Right, I sincerely hope this works, since I'm still unable to log in to fix broken syntax or do anything other than post new articles... If this lasts much longer I shall be forced to join the great majority on Dreamwidth. Which would be a pity, because there's a lot of history (most of it not mine) on LiveJournal.
Oh, and I haven't mentioned the site's new and endearing habit of apparently loading every page twice with about twenty seconds' delay between them, so that you have just typed several sentences into the browser form before the page rerenders and wipes everything...
So here we're into what is basically the epilogue of the story, from the point of view of Gustave who is essentially an optimistic and sunny-natured child, and who is busy forgetting all the less pleasant parts of the last couple of days.

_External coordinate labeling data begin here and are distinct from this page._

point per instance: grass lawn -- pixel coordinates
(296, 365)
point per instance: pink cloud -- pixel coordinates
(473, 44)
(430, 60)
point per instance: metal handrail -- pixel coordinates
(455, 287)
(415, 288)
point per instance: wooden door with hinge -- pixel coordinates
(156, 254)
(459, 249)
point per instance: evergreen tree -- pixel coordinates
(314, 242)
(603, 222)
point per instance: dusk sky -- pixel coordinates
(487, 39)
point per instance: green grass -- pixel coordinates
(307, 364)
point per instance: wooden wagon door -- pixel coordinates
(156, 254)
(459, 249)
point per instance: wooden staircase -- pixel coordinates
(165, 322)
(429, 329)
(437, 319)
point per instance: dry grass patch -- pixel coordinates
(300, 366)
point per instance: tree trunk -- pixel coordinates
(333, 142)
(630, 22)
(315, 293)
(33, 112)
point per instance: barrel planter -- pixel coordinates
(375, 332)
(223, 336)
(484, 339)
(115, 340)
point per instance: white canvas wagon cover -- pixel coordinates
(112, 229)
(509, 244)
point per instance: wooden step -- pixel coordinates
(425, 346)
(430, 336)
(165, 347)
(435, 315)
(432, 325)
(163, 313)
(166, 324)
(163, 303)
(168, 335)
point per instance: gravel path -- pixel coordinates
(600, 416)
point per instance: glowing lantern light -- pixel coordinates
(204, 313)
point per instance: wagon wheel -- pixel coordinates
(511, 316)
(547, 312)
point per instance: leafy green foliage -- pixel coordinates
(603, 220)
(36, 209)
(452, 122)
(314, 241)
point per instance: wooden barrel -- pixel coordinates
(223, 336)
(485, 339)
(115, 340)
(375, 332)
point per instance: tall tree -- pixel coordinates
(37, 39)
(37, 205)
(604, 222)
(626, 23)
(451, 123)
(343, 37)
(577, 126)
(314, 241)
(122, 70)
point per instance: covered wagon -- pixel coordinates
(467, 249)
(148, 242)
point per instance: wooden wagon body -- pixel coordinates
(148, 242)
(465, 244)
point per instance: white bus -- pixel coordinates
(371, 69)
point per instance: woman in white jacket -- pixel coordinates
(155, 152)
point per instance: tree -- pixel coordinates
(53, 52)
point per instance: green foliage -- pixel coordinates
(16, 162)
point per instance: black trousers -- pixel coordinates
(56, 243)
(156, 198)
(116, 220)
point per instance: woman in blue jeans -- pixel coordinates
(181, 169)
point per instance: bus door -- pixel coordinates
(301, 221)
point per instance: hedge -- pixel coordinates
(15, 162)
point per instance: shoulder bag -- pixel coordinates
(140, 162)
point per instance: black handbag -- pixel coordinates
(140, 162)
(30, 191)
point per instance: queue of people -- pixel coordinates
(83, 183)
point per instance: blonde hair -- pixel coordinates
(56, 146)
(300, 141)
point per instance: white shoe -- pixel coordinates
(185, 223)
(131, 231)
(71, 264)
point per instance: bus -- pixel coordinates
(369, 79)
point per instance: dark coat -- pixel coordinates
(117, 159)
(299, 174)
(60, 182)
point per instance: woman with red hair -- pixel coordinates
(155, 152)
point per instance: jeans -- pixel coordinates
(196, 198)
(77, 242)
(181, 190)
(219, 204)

It's basically Raoul-and-Christine fluff being observed through the largely oblivious eyes of their ten-year-old son :-)
I tried to model my Edwardian boy's PoV on the various heroes of E. Nesbit's pre-War stories, which deal with such prosaic matters as comforting crying little sisters, explaining to grown-ups how your best clothes came to be soaked through, and various imaginative pursuits that made perfect sense at the time but get you into no end of trouble when reality intrudes. Although Gustave doesn't really have to deal with anything more than traumatised parents :-p
(Apparently I don't have a tag for Gustave. Well, under the circumstances I can't very well insert one retrospectively :-( ) [Edit April 2017: finally going through and inserting tags via Dreamwidth, two years later!]
Chapter 9: A Hero of Our Time
Mrs Morrison had been a lot more friendly this morning since their luggage had come. But Gustave couldn’t help remembering the way she’d looked at Mother last night as if she didn’t approve of her or of Father at all. He was polite, of course, and let the landlady ruffle his hair and smooth down his new jacket and tell his mother what a fine boy he was in a New York English so broad it might as well have been Flemish so far as they were concerned. But he was glad when the carriage she’d sent for finally arrived and they could load everything up again and get ready to leave. He wasn’t sure he entirely liked Mrs Morrison or her house.
It had been fun to sleep in his clothes and be tucked up at the foot of his mother’s bed and wake up in a strange little room with the sounds of the street outside. He could see it was the sort of adventure you got tired of quite quickly, though. And when they’d heard a heavy vehicle stopping outside and footsteps running up the stairs to come banging on their door, he’d seen his mother go white as a sheet.